Windows Hello - optional

No, Intune does not currently allow Windows Hello for Business to be made truly “optional” at the organizational level. You can either enforce it for all targeted users/devices or disable it entirely. The only way to approximate “optional” is by scoping policies to specific security groups, so only those users who want Windows Hello are targeted.

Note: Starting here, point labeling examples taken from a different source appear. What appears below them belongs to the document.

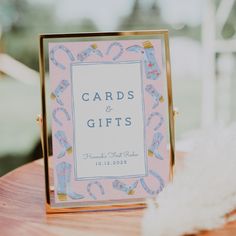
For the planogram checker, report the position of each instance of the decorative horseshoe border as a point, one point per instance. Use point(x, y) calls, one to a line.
point(61, 87)
point(156, 141)
point(112, 45)
point(153, 114)
point(156, 96)
point(91, 50)
point(53, 58)
point(54, 113)
point(118, 185)
point(160, 180)
point(92, 195)
point(62, 140)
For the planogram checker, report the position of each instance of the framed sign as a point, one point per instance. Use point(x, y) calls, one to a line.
point(107, 103)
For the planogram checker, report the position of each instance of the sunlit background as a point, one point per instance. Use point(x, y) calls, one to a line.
point(202, 44)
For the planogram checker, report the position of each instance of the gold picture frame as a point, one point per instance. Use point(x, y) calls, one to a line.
point(50, 208)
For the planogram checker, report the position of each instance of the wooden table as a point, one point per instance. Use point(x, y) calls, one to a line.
point(22, 212)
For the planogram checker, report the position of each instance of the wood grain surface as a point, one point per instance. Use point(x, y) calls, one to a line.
point(22, 212)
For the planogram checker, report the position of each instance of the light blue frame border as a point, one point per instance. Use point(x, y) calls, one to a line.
point(144, 121)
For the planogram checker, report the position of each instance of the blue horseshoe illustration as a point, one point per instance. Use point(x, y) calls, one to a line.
point(64, 49)
point(92, 49)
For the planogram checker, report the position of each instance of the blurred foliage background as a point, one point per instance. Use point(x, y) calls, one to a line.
point(22, 20)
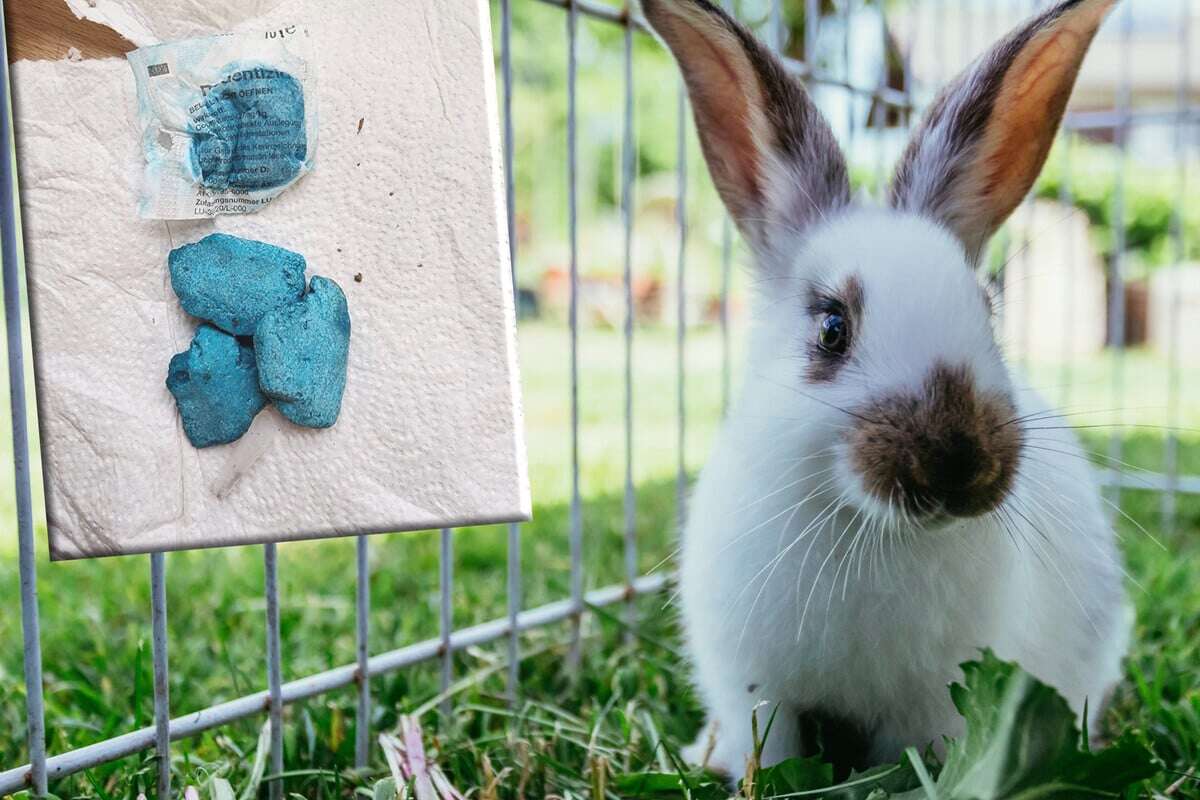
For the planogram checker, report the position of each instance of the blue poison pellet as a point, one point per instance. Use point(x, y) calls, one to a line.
point(215, 384)
point(303, 352)
point(251, 133)
point(233, 282)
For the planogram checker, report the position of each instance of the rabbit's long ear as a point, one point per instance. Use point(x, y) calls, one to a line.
point(772, 155)
point(985, 138)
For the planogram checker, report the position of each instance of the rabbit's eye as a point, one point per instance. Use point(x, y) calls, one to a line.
point(834, 334)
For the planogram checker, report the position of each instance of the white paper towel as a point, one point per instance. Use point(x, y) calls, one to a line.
point(430, 432)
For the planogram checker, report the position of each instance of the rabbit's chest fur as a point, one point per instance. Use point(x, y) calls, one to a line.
point(784, 611)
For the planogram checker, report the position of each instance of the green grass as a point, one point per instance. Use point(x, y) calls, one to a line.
point(573, 731)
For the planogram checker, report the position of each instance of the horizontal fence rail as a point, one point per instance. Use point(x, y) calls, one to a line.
point(1117, 122)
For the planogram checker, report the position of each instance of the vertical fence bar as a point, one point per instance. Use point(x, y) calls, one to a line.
point(274, 677)
point(682, 310)
point(1116, 270)
point(445, 590)
point(726, 338)
point(363, 648)
point(514, 543)
point(629, 174)
point(726, 281)
point(1069, 268)
point(161, 674)
point(777, 25)
point(35, 709)
point(811, 28)
point(847, 20)
point(576, 533)
point(1175, 316)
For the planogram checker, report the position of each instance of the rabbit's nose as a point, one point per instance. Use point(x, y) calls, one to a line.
point(958, 474)
point(945, 449)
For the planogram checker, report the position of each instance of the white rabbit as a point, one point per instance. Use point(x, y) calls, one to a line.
point(885, 498)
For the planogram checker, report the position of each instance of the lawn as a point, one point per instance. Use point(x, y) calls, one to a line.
point(574, 732)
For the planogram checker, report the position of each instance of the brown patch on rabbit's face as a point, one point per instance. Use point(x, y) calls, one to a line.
point(945, 449)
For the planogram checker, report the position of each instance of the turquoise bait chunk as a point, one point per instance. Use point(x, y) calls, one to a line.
point(215, 385)
point(303, 350)
point(233, 282)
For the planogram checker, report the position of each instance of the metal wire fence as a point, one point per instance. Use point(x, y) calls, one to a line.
point(928, 26)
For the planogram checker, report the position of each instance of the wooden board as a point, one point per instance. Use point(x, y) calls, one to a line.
point(47, 29)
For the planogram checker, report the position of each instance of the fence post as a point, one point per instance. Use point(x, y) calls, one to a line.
point(445, 587)
point(363, 631)
point(628, 179)
point(10, 253)
point(274, 681)
point(514, 543)
point(161, 671)
point(576, 533)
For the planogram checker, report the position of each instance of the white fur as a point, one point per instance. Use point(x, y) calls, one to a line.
point(889, 609)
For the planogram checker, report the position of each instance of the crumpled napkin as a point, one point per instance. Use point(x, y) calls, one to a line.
point(405, 211)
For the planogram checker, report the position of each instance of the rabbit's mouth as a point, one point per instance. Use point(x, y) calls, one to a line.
point(943, 451)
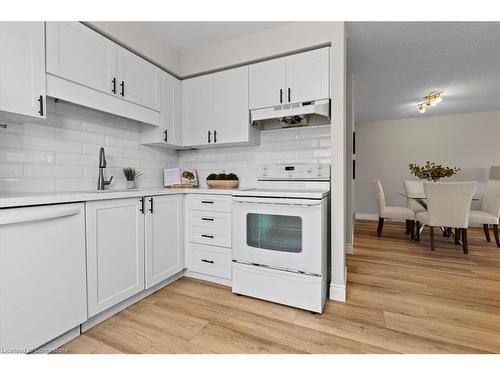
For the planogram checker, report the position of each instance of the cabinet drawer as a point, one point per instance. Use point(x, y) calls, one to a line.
point(209, 202)
point(209, 260)
point(210, 236)
point(209, 220)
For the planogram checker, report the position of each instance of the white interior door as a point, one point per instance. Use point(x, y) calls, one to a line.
point(79, 54)
point(197, 110)
point(231, 113)
point(164, 243)
point(22, 68)
point(267, 83)
point(138, 79)
point(308, 76)
point(115, 252)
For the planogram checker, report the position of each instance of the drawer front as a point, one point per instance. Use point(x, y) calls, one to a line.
point(209, 236)
point(209, 220)
point(208, 202)
point(209, 260)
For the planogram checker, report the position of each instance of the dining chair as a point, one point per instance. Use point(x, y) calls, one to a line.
point(391, 212)
point(448, 205)
point(490, 211)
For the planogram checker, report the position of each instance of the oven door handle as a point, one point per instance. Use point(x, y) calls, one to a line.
point(277, 201)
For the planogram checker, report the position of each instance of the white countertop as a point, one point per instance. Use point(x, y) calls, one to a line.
point(29, 199)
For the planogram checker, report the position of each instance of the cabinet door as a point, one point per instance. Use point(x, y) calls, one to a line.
point(307, 76)
point(197, 110)
point(115, 252)
point(231, 114)
point(267, 83)
point(22, 68)
point(138, 79)
point(164, 244)
point(81, 55)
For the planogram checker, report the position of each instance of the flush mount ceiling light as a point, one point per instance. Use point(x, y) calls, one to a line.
point(430, 100)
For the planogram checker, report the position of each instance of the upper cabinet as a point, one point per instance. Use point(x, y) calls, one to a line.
point(79, 54)
point(197, 110)
point(267, 83)
point(168, 134)
point(22, 68)
point(138, 79)
point(295, 78)
point(82, 65)
point(215, 110)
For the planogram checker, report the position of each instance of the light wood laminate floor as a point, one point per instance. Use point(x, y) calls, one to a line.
point(401, 298)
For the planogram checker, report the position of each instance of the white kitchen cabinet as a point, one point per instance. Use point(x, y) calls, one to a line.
point(231, 113)
point(138, 79)
point(80, 55)
point(42, 274)
point(168, 134)
point(164, 241)
point(115, 252)
point(267, 83)
point(291, 79)
point(307, 76)
point(22, 68)
point(197, 110)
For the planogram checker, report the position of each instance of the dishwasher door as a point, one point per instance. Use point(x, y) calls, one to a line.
point(42, 274)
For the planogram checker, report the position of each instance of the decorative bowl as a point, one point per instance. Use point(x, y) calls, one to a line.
point(223, 184)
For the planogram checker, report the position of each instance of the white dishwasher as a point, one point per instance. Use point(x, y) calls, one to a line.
point(42, 274)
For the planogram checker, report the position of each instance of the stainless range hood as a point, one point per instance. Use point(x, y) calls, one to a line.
point(291, 115)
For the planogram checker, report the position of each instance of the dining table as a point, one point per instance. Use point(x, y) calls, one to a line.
point(421, 199)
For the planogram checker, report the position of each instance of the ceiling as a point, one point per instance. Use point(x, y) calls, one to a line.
point(186, 36)
point(394, 64)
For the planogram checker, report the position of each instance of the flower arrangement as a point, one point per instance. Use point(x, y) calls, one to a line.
point(432, 171)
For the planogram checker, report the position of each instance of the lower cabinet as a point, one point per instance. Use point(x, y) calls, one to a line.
point(115, 252)
point(164, 242)
point(132, 245)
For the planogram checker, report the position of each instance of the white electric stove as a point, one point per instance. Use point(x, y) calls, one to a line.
point(280, 236)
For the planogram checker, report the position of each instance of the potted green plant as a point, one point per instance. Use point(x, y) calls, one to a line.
point(130, 175)
point(431, 171)
point(222, 181)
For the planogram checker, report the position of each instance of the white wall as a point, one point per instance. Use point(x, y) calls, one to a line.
point(141, 42)
point(61, 152)
point(295, 145)
point(281, 40)
point(385, 148)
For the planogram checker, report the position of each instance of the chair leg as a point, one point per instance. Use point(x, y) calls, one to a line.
point(412, 229)
point(464, 241)
point(495, 233)
point(431, 233)
point(380, 226)
point(457, 236)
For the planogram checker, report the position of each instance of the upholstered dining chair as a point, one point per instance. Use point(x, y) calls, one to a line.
point(490, 211)
point(448, 205)
point(391, 212)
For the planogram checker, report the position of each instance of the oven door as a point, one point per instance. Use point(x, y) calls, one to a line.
point(288, 234)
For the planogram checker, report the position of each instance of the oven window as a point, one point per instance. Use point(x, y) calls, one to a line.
point(275, 232)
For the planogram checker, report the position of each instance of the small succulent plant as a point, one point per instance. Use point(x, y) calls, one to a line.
point(431, 171)
point(131, 174)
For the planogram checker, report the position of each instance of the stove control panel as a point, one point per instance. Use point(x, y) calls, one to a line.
point(299, 171)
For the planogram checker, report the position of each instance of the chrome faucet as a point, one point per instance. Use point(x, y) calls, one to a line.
point(101, 182)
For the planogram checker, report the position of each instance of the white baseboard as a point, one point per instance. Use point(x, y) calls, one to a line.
point(349, 249)
point(338, 291)
point(362, 216)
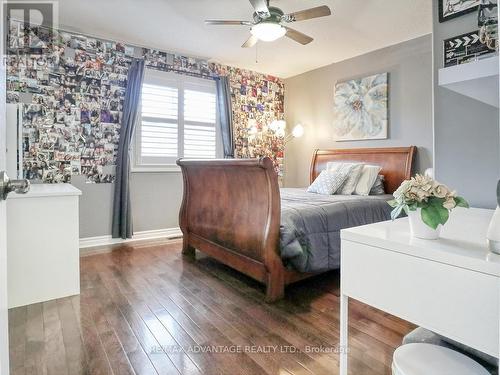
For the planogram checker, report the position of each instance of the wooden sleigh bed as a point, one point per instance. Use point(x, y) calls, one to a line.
point(231, 209)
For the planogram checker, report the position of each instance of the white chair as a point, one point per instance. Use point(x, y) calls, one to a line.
point(428, 359)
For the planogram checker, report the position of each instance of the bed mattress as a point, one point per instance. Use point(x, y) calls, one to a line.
point(311, 224)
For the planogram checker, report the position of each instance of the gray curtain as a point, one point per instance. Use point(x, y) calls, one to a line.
point(225, 115)
point(122, 213)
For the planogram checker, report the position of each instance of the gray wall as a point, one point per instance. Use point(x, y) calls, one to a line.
point(156, 198)
point(466, 130)
point(309, 101)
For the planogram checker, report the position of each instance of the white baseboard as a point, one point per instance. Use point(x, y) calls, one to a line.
point(99, 241)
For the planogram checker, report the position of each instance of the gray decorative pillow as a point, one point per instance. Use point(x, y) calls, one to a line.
point(351, 181)
point(378, 188)
point(329, 181)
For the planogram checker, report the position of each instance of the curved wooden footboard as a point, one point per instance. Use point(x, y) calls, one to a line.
point(231, 211)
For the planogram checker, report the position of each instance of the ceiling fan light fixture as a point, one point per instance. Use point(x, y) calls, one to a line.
point(268, 31)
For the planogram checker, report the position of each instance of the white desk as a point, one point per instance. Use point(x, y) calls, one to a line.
point(43, 257)
point(450, 286)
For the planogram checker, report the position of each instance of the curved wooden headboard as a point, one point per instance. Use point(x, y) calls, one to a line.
point(396, 162)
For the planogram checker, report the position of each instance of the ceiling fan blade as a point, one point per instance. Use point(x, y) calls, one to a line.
point(252, 41)
point(308, 14)
point(228, 22)
point(261, 8)
point(298, 36)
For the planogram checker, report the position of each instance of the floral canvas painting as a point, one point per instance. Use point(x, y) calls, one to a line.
point(361, 108)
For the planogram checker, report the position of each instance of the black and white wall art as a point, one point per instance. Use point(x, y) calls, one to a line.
point(449, 9)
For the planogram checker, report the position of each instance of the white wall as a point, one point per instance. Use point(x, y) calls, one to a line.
point(309, 101)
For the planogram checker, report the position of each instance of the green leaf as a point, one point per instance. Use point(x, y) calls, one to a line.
point(393, 203)
point(396, 212)
point(444, 214)
point(461, 202)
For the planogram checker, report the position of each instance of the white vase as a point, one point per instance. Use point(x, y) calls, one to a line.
point(419, 229)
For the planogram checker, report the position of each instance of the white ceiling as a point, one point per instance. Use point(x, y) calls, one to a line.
point(355, 27)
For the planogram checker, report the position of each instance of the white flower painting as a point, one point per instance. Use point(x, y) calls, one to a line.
point(361, 108)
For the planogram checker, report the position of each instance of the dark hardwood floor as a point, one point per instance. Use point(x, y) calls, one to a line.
point(142, 303)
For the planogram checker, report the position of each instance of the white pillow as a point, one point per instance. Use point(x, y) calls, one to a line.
point(350, 183)
point(367, 179)
point(329, 181)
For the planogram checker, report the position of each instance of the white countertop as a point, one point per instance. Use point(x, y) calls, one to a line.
point(462, 243)
point(47, 190)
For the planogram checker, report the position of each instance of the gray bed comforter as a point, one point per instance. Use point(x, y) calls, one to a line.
point(311, 224)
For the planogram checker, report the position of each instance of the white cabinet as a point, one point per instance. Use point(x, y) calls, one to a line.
point(42, 244)
point(449, 286)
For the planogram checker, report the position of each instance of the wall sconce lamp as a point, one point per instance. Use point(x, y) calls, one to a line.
point(297, 132)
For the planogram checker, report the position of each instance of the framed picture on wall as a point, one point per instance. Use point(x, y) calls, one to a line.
point(361, 108)
point(449, 9)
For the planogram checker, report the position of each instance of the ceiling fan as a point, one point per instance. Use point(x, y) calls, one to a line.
point(267, 24)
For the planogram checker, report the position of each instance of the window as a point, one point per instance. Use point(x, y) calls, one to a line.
point(178, 119)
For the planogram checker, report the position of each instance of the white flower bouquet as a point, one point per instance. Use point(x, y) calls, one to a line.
point(433, 198)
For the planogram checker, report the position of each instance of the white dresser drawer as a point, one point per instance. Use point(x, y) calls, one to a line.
point(426, 293)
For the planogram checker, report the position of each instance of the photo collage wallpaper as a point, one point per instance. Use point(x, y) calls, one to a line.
point(71, 89)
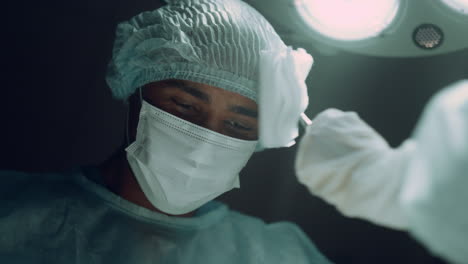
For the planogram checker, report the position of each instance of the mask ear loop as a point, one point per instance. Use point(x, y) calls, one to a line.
point(127, 117)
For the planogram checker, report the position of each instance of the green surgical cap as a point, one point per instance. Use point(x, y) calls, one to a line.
point(215, 42)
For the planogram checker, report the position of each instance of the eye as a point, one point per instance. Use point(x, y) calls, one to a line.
point(184, 106)
point(238, 125)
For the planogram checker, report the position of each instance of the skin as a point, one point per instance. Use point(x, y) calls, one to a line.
point(208, 106)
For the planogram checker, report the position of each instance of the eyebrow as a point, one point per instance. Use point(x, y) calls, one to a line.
point(192, 91)
point(243, 111)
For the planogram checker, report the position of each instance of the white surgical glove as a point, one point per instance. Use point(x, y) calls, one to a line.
point(435, 193)
point(348, 164)
point(420, 186)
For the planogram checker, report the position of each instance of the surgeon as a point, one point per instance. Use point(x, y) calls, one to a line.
point(189, 73)
point(420, 187)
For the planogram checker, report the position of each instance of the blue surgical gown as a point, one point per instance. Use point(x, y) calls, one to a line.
point(59, 218)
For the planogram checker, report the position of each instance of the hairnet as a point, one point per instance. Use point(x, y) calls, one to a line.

Why It’s Not Optional by Default

• Intune’s “Configure Windows Hello for Business” policy is designed as an enforcement mechanism. Once applied, users are required to set up Windows Hello during sign-in or enrollment.
• There is no built-in toggle for “optional”—Microsoft’s design assumes organizations either want password less authentication everywhere or not at all.
• Even if you disable tenant-wide enrollment, the options for licensed users often remain greyed out, meaning they cannot self-enable without policy assignment.

Workarounds

1. Security Group Targeting (your current setup)
• Continue assigning the Windows Hello policy only to the group of users who request it.
• This effectively makes it “opt-in,” since only those in the group are prompted.
2. Do Not Assign Tenant-Wide Policy
• Avoid configuring Windows Hello at the tenant-wide enrollment level.
• Instead, use Endpoint Security > Account Protection or the Settings Catalog to scope policies narrowly.
3. Communicate Self-Service Options

• Users outside the targeted group cannot enable Windows Hello themselves if no policy is assigned.
• If you want broader adoption, you’ll need to expand the group or create a second “opt-in” group.